# looking for kenpo instructors or schools in the nashville tn area



## TLH3rdDan (Mar 21, 2002)

ive been reading alot of the posts in here about techniques and theories and im really interested in taking some classes but as far as i know there is no one in the area that teaches kenpo... so thought i would see if any of you guys might know of any near nashville tn????


----------



## arnisador (Nov 4, 2002)

Did you find someone?


----------



## TLH3rdDan (Nov 5, 2002)

well sorta one of Mr. Chapel's students is teaching out about 45 min from me but i have yet to be able to find the place or a phone number for it... so im assuming that it is closed or something... maybe they just dont want any students lol... oh well the search continues.


----------



## Nightingale (Nov 5, 2002)

there's a dojo directory on www.kenponet.com  I dunno if they have anything listed for nashville, but its a good place to start.


----------



## True2Kenpo (Nov 5, 2002)

Fellow Kenpoist,

If there would be one instructor that I would seek out in that area would be Mr. Zach Whitson or Mr. Martin Wheeler.

Two of the best!

Respectfully In Kenpo,
Joshua Ryer
UPK Pittsburgh


----------



## Neep999 (Jun 11, 2006)

Hey, sorry to dig up such an old post, but, I'm moving to the murfreesboro/Nashville area, and I was interested if anyone ever found a kenpo instructor/school in the area?  I'm very interested in learning, so, if someone could lemme know, I'd be greatly appreciative


----------



## Atlanta-Kenpo (Jun 11, 2006)

I am with Josh!  Go see Mr Whitson.


----------



## Neep999 (Jun 11, 2006)

Yes, but, how do I contact him?  I can't find any information on any classes he might teach or anything in the area.


----------



## Atlanta-Kenpo (Jun 16, 2006)

www.zachwhitson.com


----------



## BigMike (Jun 21, 2006)

I live in Huntsville, AL and have been looking for EP's Kenpo for a few years now.  Nashville's a little far for regular classes, but if anyone knows of a class south of there can you post it?

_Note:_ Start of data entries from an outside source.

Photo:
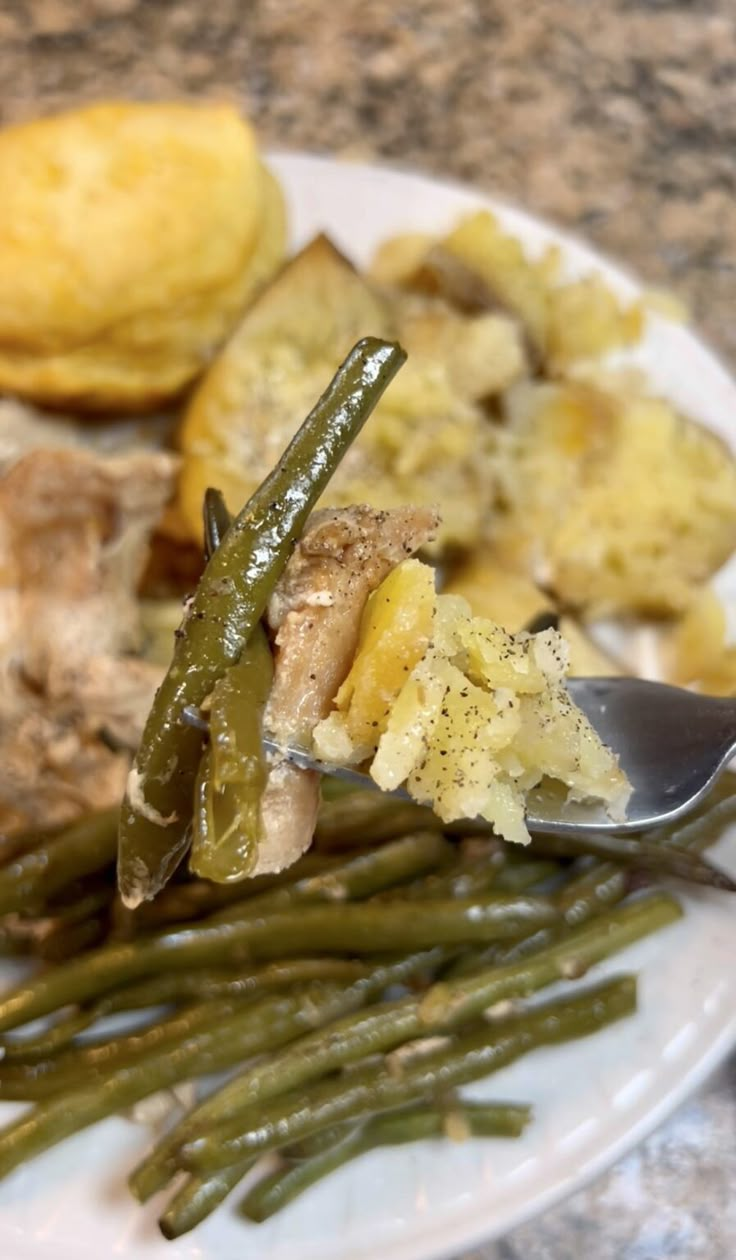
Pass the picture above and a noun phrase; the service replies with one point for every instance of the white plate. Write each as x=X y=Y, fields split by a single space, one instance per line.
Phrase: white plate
x=594 y=1099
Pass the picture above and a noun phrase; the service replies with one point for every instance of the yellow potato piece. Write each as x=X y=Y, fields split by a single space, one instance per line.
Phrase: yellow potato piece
x=497 y=592
x=396 y=629
x=468 y=716
x=480 y=266
x=130 y=243
x=614 y=500
x=585 y=320
x=426 y=444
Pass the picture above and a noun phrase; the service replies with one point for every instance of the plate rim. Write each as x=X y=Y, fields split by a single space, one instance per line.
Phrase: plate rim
x=459 y=1229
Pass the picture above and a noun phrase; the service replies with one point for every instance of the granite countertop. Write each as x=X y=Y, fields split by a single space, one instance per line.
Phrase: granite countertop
x=618 y=120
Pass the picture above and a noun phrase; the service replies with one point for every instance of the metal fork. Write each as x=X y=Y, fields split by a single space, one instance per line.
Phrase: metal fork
x=672 y=744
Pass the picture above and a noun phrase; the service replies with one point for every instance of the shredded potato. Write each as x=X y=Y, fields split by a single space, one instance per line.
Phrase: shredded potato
x=470 y=718
x=613 y=500
x=134 y=237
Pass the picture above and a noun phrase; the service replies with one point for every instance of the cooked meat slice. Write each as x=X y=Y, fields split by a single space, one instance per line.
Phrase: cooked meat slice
x=73 y=539
x=315 y=615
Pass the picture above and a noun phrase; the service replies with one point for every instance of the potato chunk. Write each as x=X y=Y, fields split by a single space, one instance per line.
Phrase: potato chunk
x=614 y=502
x=427 y=441
x=470 y=718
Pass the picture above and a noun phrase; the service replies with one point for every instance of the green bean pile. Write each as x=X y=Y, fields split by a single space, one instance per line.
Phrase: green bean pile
x=345 y=999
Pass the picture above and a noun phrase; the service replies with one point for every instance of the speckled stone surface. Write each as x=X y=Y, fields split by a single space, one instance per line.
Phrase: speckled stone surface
x=615 y=119
x=618 y=119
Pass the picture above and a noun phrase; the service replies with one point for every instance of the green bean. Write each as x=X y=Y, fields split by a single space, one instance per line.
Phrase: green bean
x=66 y=1070
x=199 y=1196
x=353 y=878
x=586 y=895
x=218 y=939
x=197 y=897
x=445 y=1007
x=253 y=1028
x=381 y=1088
x=37 y=876
x=395 y=1128
x=156 y=1168
x=706 y=827
x=368 y=818
x=465 y=877
x=232 y=771
x=179 y=987
x=647 y=854
x=519 y=876
x=227 y=605
x=216 y=518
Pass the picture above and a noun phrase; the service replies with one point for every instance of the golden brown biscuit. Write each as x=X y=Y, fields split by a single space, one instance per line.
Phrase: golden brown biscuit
x=130 y=243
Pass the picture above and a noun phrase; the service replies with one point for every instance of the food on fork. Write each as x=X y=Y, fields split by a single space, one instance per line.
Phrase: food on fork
x=134 y=236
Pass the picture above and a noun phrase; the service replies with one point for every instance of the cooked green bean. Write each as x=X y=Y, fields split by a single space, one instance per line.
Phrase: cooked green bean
x=178 y=987
x=33 y=878
x=199 y=1196
x=232 y=771
x=368 y=817
x=20 y=1080
x=219 y=939
x=381 y=1088
x=442 y=1008
x=217 y=521
x=708 y=822
x=581 y=899
x=66 y=1070
x=519 y=876
x=645 y=854
x=251 y=1030
x=195 y=899
x=393 y=1128
x=227 y=605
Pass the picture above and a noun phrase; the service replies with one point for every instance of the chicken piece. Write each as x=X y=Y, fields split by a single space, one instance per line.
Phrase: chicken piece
x=73 y=539
x=315 y=615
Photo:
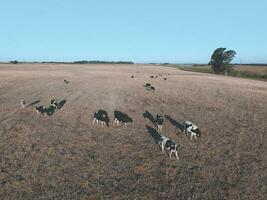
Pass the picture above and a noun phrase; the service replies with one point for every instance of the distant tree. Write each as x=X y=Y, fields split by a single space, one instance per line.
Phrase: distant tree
x=221 y=59
x=14 y=62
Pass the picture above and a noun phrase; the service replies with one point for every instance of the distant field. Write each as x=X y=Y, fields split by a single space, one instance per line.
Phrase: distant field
x=64 y=156
x=245 y=71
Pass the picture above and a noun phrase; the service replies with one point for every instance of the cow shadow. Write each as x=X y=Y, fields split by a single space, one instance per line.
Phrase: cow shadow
x=51 y=109
x=154 y=134
x=106 y=119
x=61 y=103
x=148 y=115
x=176 y=124
x=33 y=103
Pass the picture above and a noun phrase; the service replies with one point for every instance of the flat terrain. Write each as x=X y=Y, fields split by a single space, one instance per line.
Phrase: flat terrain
x=63 y=156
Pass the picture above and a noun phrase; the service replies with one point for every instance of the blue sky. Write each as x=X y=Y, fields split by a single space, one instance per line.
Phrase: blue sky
x=176 y=31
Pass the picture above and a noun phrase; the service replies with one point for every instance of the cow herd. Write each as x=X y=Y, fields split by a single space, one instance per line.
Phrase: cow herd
x=101 y=117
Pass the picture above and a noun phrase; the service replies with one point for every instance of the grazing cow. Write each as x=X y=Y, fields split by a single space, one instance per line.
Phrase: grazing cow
x=121 y=117
x=192 y=129
x=66 y=82
x=55 y=104
x=101 y=116
x=22 y=103
x=41 y=110
x=147 y=85
x=169 y=144
x=159 y=121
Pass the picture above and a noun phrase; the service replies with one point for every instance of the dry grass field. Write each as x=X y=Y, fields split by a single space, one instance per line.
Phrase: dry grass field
x=63 y=156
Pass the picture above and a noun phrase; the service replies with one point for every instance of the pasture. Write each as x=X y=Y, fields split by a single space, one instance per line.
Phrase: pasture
x=65 y=156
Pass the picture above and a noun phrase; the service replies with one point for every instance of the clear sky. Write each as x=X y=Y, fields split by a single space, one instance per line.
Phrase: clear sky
x=176 y=31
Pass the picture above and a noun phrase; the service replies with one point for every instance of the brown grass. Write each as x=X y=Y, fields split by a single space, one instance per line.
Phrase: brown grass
x=64 y=156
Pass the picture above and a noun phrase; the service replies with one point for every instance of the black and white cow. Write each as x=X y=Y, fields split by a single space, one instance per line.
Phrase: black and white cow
x=22 y=103
x=102 y=117
x=121 y=117
x=41 y=110
x=159 y=121
x=169 y=144
x=192 y=129
x=55 y=104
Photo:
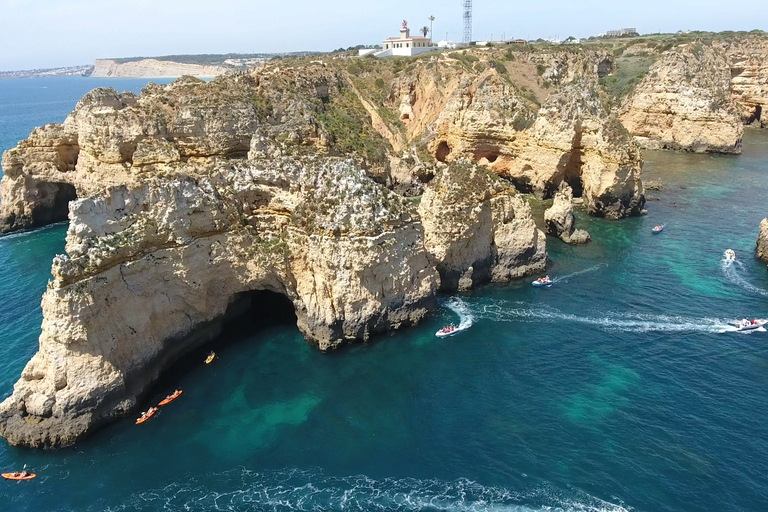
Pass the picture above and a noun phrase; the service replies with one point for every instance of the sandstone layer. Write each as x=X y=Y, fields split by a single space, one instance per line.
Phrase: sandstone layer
x=152 y=271
x=484 y=117
x=748 y=61
x=762 y=241
x=189 y=198
x=685 y=103
x=560 y=221
x=478 y=229
x=153 y=68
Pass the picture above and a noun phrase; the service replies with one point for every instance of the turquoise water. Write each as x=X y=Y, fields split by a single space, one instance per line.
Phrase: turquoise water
x=619 y=388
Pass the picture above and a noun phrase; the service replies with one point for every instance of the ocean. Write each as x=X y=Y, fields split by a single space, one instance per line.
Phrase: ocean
x=622 y=387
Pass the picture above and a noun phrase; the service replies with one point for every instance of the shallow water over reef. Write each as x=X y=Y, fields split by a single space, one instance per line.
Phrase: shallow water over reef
x=621 y=387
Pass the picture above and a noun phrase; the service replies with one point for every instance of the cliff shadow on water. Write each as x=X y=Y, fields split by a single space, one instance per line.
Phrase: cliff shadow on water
x=248 y=315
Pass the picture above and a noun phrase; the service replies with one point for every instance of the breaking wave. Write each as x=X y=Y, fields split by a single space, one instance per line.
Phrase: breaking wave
x=312 y=490
x=733 y=270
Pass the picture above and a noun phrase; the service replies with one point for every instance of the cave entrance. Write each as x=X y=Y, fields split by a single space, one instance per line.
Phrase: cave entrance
x=443 y=150
x=52 y=202
x=486 y=156
x=253 y=311
x=574 y=164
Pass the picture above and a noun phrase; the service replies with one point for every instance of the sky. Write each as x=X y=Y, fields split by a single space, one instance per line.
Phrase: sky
x=56 y=33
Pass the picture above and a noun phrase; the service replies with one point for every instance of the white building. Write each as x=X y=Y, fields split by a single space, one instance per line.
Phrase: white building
x=405 y=45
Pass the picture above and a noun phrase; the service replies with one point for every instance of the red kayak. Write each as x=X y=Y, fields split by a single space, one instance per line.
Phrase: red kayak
x=171 y=398
x=17 y=476
x=146 y=416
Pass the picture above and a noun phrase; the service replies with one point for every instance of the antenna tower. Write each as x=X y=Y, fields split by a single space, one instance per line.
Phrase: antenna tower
x=467 y=21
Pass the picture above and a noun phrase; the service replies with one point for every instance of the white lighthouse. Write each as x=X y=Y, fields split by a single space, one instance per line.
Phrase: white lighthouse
x=405 y=45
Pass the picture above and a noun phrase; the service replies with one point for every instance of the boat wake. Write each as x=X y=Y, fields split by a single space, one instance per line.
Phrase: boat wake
x=733 y=270
x=461 y=309
x=310 y=490
x=564 y=279
x=505 y=311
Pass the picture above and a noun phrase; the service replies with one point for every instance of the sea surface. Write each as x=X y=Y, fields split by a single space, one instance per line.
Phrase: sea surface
x=622 y=387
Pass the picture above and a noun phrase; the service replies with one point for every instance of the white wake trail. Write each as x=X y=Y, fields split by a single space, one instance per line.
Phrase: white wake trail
x=459 y=307
x=617 y=322
x=565 y=278
x=730 y=267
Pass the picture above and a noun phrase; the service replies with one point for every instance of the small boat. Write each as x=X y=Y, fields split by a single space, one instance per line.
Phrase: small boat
x=18 y=476
x=145 y=416
x=171 y=398
x=750 y=325
x=448 y=330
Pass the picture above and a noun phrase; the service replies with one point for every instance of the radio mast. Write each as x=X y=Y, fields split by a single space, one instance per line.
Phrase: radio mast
x=467 y=21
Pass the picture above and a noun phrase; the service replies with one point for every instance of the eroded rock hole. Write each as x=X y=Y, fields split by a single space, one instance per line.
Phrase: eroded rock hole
x=574 y=165
x=443 y=150
x=486 y=156
x=253 y=311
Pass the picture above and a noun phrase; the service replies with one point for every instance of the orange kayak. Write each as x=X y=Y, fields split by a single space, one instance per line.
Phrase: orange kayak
x=170 y=398
x=146 y=417
x=17 y=476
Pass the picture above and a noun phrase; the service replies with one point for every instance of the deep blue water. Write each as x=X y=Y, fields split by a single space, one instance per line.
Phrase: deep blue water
x=619 y=388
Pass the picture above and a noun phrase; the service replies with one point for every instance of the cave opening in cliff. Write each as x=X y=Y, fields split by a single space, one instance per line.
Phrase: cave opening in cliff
x=485 y=156
x=574 y=164
x=52 y=202
x=253 y=311
x=443 y=150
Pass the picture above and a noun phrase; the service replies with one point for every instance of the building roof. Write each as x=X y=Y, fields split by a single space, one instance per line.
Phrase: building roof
x=404 y=39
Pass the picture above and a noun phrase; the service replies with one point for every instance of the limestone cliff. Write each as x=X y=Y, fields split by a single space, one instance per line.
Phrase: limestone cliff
x=477 y=228
x=762 y=241
x=151 y=271
x=685 y=103
x=485 y=117
x=560 y=221
x=153 y=68
x=748 y=61
x=193 y=195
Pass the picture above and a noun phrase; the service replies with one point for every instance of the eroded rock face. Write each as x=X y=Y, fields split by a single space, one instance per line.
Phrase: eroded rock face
x=560 y=221
x=571 y=138
x=477 y=228
x=685 y=103
x=152 y=271
x=748 y=60
x=762 y=241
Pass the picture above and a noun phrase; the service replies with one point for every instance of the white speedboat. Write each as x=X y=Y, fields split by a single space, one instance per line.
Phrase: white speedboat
x=750 y=325
x=543 y=281
x=448 y=330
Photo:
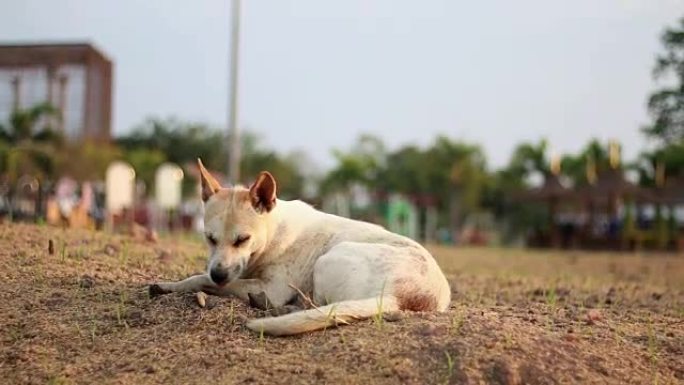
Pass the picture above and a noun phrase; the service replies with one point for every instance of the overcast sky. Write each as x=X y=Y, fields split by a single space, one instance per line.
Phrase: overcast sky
x=315 y=74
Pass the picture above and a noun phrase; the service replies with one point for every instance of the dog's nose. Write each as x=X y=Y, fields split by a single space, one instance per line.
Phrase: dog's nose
x=218 y=275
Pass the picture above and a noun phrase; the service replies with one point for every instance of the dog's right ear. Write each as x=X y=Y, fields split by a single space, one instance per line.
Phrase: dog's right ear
x=210 y=185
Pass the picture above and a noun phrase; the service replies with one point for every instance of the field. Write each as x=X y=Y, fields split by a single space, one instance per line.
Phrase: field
x=79 y=312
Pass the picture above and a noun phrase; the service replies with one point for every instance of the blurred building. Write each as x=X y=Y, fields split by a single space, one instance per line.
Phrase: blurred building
x=75 y=78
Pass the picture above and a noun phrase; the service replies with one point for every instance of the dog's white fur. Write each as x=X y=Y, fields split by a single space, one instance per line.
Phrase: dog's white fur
x=353 y=269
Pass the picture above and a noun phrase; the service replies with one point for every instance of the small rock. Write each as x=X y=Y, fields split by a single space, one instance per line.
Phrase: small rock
x=500 y=372
x=594 y=316
x=110 y=249
x=201 y=298
x=393 y=316
x=86 y=282
x=431 y=330
x=164 y=256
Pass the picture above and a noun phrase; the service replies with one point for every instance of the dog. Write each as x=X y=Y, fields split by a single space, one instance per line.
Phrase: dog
x=351 y=270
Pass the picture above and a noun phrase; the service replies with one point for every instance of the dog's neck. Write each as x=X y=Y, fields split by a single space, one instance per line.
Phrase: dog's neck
x=288 y=221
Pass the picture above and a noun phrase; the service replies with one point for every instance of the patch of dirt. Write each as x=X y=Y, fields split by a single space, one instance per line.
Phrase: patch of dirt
x=79 y=312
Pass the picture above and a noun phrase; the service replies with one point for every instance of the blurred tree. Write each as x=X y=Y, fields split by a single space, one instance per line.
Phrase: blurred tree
x=666 y=105
x=159 y=140
x=27 y=148
x=593 y=159
x=179 y=142
x=358 y=166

I looked at the site mentioned above and couldn't find anything about regular classes.  Lots of events, but not when they regularly train.

Big Mike


----------



## Atlanta-Kenpo (Jun 21, 2006)

I do not know of any EPAK schools in Huntsville but I think there may be something in Birmingham but I am not positive.


----------



## Fly (Sep 5, 2007)

Big Mike,
I live in Huntsville and I thought Kenpo (American Kenpo) was dead here....?
I am a 5th degree American Kenpo from San Diego, CA,(that is where I got my black belt in 1976) but I now live in Huntsville and have been training by myself in my garage for the last two years, convinced that no one here knows Kenpo. I hope you are still interested in training, I am. Let's talk. My lineage is from Ed Parker to the Tracy brothers and to me.....my instructor has just been inducted into the Kenpo hall of fame (Dick Willet) and my other instructor was Chicken" Grabriel. We were all sport Karate fighters back in the day. I am now just training and trying to remember and not forget my style.
Contact me and let see about training.
Vic


----------